Popular Science has a recent item about whether Pluto is a planet, prompted by a short paper from the NASA New Horizons team (Runyon, et al.). The paper argues for redefining ‘planet’. In the Popular Science article, Sara Chodosh tries to show “why this matters”. The back-and-forth about Pluto, she writes, is a sign that “we’re still learning”. But the problem is that the short paper doesn’t make any new arguments or reflect any new findings.
Runyon et al. provide three arguments against the 2006 IAU definition of ‘planet’.
First: The IAU definition only applies to objects orbiting our sun.
Although this is a weakness of the IAU definition, it is easy to generalize the IAU definition by not requiring a primary orbit around our sun but instead around some star.
Second: The IAU definition requires “zone clearing”, but nothing clears its orbit perfectly and absolutely. Every actual planet continuously encounters new flotsam which crosses its orbit.
At most, this shows that there is some vagueness. The neighborhood of planet’s orbit is dominated primarily by a planet’s gravity, in a way that can be quantified and made precise as needed. For example: Pluto crosses the orbit of Neptune, and we could just as well say that Neptune crosses the orbit of Pluto. Neptune is the planet of the two, however, because the interaction is overwhelmingly dominated by Neptune.

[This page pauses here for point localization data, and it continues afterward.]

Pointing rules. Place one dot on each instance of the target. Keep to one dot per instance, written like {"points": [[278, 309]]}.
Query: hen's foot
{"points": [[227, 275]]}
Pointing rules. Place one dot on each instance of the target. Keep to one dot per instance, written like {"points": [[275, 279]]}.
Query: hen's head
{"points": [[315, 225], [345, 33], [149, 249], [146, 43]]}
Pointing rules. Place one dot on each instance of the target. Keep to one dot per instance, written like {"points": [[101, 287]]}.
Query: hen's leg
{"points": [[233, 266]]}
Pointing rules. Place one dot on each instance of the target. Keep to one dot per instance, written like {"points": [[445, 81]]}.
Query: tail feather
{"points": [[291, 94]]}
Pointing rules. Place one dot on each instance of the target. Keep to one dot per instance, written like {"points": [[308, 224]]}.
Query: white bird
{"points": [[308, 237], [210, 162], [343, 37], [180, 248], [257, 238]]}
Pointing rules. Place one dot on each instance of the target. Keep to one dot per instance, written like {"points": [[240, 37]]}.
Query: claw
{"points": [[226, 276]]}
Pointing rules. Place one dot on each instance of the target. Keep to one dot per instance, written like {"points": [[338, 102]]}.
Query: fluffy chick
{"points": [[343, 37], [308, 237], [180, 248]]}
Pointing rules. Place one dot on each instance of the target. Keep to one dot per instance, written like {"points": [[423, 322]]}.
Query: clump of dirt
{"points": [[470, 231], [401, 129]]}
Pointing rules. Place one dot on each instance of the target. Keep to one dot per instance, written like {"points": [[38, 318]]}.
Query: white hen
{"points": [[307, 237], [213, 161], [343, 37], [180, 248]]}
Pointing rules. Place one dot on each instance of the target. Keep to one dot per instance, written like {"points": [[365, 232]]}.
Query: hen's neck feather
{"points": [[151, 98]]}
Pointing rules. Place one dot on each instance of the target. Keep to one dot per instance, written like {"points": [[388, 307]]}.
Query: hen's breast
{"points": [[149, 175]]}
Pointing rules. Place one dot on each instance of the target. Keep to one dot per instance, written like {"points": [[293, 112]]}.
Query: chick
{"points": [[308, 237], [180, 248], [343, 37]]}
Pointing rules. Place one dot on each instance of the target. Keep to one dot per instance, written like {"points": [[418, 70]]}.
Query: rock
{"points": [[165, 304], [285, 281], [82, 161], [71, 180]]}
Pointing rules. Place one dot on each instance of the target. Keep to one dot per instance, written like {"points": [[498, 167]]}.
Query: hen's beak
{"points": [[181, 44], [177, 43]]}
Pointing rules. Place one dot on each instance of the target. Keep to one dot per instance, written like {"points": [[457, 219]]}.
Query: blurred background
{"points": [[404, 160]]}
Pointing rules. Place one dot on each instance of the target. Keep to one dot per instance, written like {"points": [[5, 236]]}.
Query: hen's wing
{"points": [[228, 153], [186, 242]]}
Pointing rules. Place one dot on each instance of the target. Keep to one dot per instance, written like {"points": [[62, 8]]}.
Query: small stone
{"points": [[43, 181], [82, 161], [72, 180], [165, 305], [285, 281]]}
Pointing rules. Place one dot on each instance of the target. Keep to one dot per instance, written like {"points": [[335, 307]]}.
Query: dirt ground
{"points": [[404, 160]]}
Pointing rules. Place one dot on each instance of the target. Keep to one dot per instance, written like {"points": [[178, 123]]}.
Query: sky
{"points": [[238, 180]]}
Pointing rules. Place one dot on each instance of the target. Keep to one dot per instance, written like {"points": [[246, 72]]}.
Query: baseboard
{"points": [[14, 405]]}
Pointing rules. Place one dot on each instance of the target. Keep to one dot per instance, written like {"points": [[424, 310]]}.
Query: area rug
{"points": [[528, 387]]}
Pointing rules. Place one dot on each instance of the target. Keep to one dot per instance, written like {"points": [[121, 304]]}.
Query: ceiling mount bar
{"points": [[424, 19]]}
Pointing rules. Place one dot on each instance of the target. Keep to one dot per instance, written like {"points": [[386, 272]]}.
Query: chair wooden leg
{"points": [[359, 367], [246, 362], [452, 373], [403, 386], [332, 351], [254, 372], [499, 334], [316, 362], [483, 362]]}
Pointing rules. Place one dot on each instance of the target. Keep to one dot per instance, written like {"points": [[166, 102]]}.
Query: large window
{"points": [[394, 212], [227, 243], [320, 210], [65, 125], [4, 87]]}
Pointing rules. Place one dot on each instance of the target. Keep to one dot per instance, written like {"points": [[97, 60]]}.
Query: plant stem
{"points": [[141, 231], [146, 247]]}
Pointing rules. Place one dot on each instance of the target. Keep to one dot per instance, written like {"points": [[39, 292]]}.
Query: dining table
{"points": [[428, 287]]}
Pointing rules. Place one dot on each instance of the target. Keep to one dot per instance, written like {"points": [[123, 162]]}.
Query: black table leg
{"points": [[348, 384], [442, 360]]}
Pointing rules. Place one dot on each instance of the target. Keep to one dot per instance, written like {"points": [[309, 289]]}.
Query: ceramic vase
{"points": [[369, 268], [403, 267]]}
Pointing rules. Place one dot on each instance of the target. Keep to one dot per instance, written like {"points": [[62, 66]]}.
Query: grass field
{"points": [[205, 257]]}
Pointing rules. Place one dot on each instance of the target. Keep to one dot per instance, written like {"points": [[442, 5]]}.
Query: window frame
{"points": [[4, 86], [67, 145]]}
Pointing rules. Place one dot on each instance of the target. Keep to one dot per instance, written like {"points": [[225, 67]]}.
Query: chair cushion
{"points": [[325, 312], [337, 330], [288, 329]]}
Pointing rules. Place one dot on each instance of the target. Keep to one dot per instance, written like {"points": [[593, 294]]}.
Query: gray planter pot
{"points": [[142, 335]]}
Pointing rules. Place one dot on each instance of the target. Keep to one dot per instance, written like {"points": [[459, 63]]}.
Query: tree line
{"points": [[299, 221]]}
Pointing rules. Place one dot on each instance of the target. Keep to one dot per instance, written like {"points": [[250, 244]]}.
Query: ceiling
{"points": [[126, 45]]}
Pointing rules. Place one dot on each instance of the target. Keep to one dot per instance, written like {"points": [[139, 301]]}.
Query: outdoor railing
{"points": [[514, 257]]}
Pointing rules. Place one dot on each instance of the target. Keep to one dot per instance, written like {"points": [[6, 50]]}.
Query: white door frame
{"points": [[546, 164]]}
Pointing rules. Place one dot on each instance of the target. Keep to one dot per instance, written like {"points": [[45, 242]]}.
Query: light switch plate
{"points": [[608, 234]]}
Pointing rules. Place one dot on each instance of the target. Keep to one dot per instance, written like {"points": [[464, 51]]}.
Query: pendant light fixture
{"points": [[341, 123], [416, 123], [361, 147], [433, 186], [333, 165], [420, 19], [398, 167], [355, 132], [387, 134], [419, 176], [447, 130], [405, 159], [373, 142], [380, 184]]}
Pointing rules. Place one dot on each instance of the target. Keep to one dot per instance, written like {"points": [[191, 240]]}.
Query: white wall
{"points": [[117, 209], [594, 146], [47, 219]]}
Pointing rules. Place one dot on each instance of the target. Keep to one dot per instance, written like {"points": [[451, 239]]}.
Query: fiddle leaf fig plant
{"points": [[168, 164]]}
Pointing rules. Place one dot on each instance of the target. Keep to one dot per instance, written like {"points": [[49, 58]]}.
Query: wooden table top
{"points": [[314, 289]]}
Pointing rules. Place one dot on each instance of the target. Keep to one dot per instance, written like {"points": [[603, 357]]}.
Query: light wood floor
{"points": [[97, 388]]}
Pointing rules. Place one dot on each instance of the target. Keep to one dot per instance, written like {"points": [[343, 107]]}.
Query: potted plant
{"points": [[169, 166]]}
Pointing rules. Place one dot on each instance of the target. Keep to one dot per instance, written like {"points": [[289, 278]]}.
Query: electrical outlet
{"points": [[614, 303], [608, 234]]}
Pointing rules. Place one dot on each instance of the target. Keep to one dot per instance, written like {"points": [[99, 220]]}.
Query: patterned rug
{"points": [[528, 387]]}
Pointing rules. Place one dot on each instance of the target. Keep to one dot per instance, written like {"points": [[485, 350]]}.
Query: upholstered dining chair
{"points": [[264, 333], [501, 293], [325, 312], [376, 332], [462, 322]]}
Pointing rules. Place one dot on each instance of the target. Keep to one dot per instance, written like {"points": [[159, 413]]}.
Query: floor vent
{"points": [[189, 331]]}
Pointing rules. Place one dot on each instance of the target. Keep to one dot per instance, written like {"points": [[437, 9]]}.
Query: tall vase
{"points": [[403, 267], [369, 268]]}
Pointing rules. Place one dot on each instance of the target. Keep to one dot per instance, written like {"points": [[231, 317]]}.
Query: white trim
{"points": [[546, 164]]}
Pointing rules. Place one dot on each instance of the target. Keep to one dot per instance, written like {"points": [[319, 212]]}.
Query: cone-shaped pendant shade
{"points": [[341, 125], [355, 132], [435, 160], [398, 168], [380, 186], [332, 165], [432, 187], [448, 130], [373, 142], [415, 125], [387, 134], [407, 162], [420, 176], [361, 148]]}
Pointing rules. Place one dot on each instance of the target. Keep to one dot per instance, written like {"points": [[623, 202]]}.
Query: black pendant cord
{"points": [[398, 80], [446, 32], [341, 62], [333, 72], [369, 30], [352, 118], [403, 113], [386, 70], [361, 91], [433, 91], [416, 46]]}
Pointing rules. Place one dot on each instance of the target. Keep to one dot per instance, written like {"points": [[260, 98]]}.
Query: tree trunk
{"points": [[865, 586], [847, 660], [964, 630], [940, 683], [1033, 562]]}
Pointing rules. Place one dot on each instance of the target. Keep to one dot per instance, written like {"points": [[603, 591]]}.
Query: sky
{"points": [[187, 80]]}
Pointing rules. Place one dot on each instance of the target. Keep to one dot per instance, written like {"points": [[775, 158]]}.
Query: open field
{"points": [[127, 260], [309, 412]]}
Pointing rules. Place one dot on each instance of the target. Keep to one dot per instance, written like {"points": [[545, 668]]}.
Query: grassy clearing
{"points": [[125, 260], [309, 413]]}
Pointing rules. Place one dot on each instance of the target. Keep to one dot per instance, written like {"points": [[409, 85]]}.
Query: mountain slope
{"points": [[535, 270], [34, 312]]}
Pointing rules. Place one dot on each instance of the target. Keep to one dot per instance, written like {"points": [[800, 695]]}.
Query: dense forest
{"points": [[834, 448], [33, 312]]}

Third: Zone clearing is harder the further out you go. So the IAU definition makes the requirement for planethood “distance-dependent, requiring progressively larger objects in each successive zone.”
On the face of it, this isn’t even an objection. It’s just a fact about the IAU definition. Runyon et al. see it as an objection because they are committed to having planethood be an intrinsic feature of an object. They write:
In keeping with emphasizing intrinsic properties, our geophysical definition is directly based on the physics of the world itself rather than the physics of its interactions with external objects.
Chodosh glosses the point this way:
All of this is part of their larger argument: a planet isn’t a planet because it’s in a particular orbit or because it has a particular size. A planet is a planet because of its physical properties.
The problem is that physical interactions with other things are just as real as internal physical features. So to define ‘planet’ in terms of orbit clearing is still to define it in terms of physical properties.
Planets occur as parts of solar systems. Although we identify them as individuals, it’s not crazy to think that one’s status as a planet depends on its place in that system. Insofar as we are interesting in the growth and structure of solar systems, context ought to make a difference.
Their definition is uncompelling
Runyon et al. propose this definition:
A planet is a sub-stellar mass body that has never undergone nuclear fusion and that has sufficient self-gravitation to assume a spheroidal shape adequately described by a triaxial ellipsoid regardless of its orbital parameters.
First: Defining planets just in terms of roundness was one of the possible outcomes back in 2006. So the proposal here doesn’t reflect a new possibility or anything new we’ve learned.
Second: This definition yields boundaries just as vague as an orbit-clearing definition. How wobbly can something be and still be “spheroidal”? How precisely must one describe a thing for it to be “adequately described”?
Third: This definition would include not just contested objects like Pluto and Eris, but also at least one asteroid in the asteroid belt (Ceres).
Fourth: This definition would include objects regardless of their context, so it would include things we usually think of as moons. Not just Io and Ganymede, but Earth’s own moon.
Runyon et al. write that part of their motivation is to reflect “both sound scientific classification and people’s intuitions”. Although moons might sometimes be called ‘planets’ in astronomical discourse, ordinary language certainly has it that moons and asteroids aren’t planets. It’s a matter of settled usage. And astronomers’ usage really can’t be the constraint here, since anything orbiting anything else counts as a “minor planet”.
Of course, there are physically interesting generalizations to be made about anything large enough that its gravity pulls it into a spheroidal shape. So the roundness definition picks out a natural kind just as much as the orbit clearing definition does. Rather, the question is how we should use the word ‘planet’.
What’s at issue here is more a matter of usefulness than discovery. Although Runyon et al. would like a definition which helps them publicly justify the mission to study Pluto, their broad definition would have its own public problems. Among the more than a hundred spheroids in our solar system, eight (or nine) of them are noteworthy for their orbit dominance. If we loosen up the word ‘planet’ to include all the spheroids, we need some way to concisely distinguish spheroids which have their primary orbit around the star and which dominate that orbit. Astronomers, for their part, may slip back and forth using ‘planet’ for either category in different contexts.
If there is any lesson to draw from this, a reason “why this matters”, it’s that it underscores that taxonomy is more important than nomenclature. We want our categories to reflect the natural kind structure of the domains we are studying, even if language flops around a bit.
A GEOPHYSICAL PLANET DEFINITION. K.D. Runyon, S.A. Stern, T.R. Lauer, W. Grundy, M.E. Summers, K.N. Singer Lunar and Planetary Science XLVIII (2017)